Un mea culpa avant de clamer son innocence: lors du dernier jour d'audience, mercredi, du procès de Jawad Bendaoud, accusé d'avoir logé deux terroristes après le 13 novembre, le jeune homme a pris une dernière fois la parole.

Si ces co-accusés, comme Youssef Ait Boulahcene a affirmé qu'il n'avait aucun lien avec l'idéologie de Daesh et qu'il payait ses liens familiaux avec son cousin Abdelhamid Abaaoud, que Mohamed Soumah s'est excusé auprès des victimes et a reconnu "C'est à cause de moi tout ce bordel" ; enfin Jawad Bendaoud lui aussi s'est défendu et s’est excusé pour son attitude au cour du procès. Comme le raconte Claire Andrieux, qui a suivi ce procès pour RMC:

"J’ai jamais voulu faire le show! On a dit que c’était le Jawad Comedy Club, mais c’est plutôt le Jawad Tragedy Club! Cette histoire va me rendre fou, je crois que je vais écrire un livre. Comme ça, quand quelqu'un me dira 'ah mais c’est toi? Mais t’es con?' Je lui dirai de lire. Une chose est sûre: je n’irais pas en enfer. Ou, en tout cas, pas pour ça, parce que je n'étais pas au courant que ces mecs-là étaient des terroristes".

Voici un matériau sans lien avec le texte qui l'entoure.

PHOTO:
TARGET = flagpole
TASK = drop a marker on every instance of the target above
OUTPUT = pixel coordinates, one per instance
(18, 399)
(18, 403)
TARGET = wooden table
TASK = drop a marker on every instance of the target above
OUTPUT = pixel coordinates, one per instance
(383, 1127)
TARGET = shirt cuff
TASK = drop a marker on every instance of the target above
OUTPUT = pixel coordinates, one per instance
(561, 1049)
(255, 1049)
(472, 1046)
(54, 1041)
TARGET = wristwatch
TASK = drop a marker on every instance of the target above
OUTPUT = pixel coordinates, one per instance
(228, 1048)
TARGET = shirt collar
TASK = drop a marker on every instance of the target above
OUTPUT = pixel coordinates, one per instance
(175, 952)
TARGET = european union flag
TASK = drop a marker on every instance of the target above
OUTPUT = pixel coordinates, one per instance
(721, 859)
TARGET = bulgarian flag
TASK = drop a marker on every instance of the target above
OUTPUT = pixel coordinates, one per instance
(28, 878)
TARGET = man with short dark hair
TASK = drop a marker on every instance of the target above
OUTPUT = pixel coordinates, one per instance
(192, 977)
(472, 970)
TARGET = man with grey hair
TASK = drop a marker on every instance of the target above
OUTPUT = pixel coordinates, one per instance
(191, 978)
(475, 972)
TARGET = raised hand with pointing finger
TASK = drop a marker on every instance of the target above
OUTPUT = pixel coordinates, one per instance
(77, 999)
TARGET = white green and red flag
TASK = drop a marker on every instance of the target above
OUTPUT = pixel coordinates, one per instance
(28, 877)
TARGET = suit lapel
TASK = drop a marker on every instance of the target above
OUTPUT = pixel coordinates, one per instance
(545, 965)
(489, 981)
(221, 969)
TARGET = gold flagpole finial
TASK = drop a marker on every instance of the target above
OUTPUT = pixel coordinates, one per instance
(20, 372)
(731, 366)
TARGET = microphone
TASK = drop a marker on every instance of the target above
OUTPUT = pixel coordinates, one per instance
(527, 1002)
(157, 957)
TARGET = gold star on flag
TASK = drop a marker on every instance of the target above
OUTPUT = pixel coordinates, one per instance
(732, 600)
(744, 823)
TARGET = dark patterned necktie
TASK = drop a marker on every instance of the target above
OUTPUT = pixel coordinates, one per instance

Un peu plus tôt, Xavier Nogueras, l’un de ses avocats, avait regretté qu'on ait instrumentalisé Jawad Bendaoud pour assouvir un "désir de vengeance": "les victimes ont droit à la vérité" avait-il plaidé. Avant de rappeler tous "les adjectifs accolés à son client dans les médias: "Le sot, le crétin, le bouffon... Je vous demande d’en rajouter un: l'innocent" avait-il conclu.

Le procureur a requis 4 ans de prison contre lui et Mohammed Soumah, accusés tous les deux de "Recel de malfaiteurs terroristes". Une peine plus sévère a été requise contre Youssef Ait Boulahcen, 5 ans de prison pour "non dénonciation". 

Le tribunal correctionnel de Paris rendra sa décision le 14 février.